No confirmed active exploitation of CVE-2025-46722 has been reported, but organizations should still patch proactively.

How to fix CVE-2025-46722?

1. Upgrade vLLM to >= 0.9.0 immediately — patch is in commit 99404f53. 2. Verify current version: `pip show vllm`; any 0.7.0–0.8.x is vulnerable. 3. If immediate upgrade is blocked, disable multimodal prefix caching in vLLM configuration (--disable-prefix-caching flag) as a temporary workaround. 4. In multi-tenant deployments, implement per-tenant cache namespace isolation at the application layer until patched. 5. Review inference logs for anomalous cache hit rates on multimodal endpoints as a post-hoc indicator of exploitation. 6. If running vLLM behind an API gateway, consider adding request fingerprinting that includes image dimensions as a compensating control.

What systems are affected by CVE-2025-46722?

This vulnerability affects the following AI/ML architecture patterns: Multimodal inference serving, Vision-language model deployments, Multi-tenant LLM APIs, LLM serving infrastructure.

What is the CVSS score for CVE-2025-46722?

CVE-2025-46722 has a CVSS v3.1 base score of 7.3 (HIGH). The EPSS exploitation probability is 0.23%.

Technical Details

NVD Description

vLLM is an inference and serving engine for large language models (LLMs). In versions starting from 0.7.0 to before 0.9.0, in the file vllm/multimodal/hasher.py, the MultiModalHasher class has a security and data integrity issue in its image hashing method. Currently, it serializes PIL.Image.Image objects using only obj.tobytes(), which returns only the raw pixel data, without including metadata such as the image’s shape (width, height, mode). As a result, two images of different sizes (e.g., 30x100 and 100x30) with the same pixel byte sequence could generate the same hash value. This may lead to hash collisions, incorrect cache hits, and even data leakage or security risks. This issue has been patched in version 0.9.0.

Exploitation Scenario

An adversary with access to a multi-tenant vLLM multimodal API submits a 100x30 image with specific pixel data.
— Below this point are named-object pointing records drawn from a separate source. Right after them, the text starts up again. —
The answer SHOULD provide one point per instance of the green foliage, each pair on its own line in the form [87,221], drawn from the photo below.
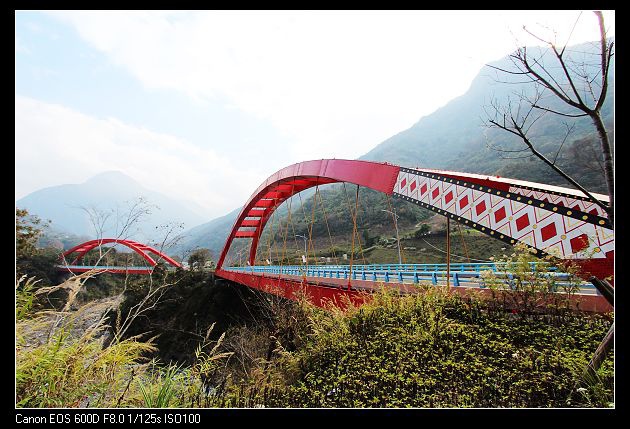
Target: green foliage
[159,393]
[437,350]
[70,371]
[420,232]
[24,297]
[28,228]
[198,258]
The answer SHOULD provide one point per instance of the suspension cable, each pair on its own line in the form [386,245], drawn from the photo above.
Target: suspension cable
[332,247]
[391,211]
[459,227]
[457,256]
[310,230]
[353,216]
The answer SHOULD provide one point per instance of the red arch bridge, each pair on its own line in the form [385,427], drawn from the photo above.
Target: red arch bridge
[77,254]
[549,219]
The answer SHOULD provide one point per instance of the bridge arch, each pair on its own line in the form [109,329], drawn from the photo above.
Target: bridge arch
[550,219]
[141,249]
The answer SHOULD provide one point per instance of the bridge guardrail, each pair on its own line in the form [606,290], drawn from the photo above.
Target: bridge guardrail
[405,273]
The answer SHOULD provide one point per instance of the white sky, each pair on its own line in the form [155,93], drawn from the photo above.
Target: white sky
[293,85]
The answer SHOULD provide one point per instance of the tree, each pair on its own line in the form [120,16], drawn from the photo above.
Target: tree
[198,258]
[562,78]
[580,90]
[28,229]
[424,228]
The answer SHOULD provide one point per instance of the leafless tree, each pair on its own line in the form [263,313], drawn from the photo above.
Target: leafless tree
[578,86]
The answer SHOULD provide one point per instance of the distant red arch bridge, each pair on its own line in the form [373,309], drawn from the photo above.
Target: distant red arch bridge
[150,255]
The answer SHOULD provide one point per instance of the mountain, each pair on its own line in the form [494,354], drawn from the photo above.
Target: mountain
[210,235]
[112,193]
[454,137]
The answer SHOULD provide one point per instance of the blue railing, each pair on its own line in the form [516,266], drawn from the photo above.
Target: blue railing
[101,267]
[460,274]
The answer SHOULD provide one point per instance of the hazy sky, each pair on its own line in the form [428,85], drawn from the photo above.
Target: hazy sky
[203,106]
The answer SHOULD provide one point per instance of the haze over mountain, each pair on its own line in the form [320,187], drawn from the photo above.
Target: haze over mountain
[454,137]
[111,192]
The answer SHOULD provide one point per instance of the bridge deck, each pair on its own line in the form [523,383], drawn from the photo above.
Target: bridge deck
[332,281]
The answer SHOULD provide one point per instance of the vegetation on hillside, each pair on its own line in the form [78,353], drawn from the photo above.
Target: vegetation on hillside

If a prior user's 30x100 image produced identical raw bytes, the attacker receives that cached inference result — potentially revealing the prior user's prompt context, processed image interpretation, or model output. In a production API serving multiple tenants, the attacker systematically probes with geometrically transposed versions of common images (landscape vs portrait variants of known content), fishing for hash collisions that surface other tenants' inference results. No authentication bypass, elevated privileges, or specialized AI knowledge is required — only knowledge of the bug and basic image manipulation tooling.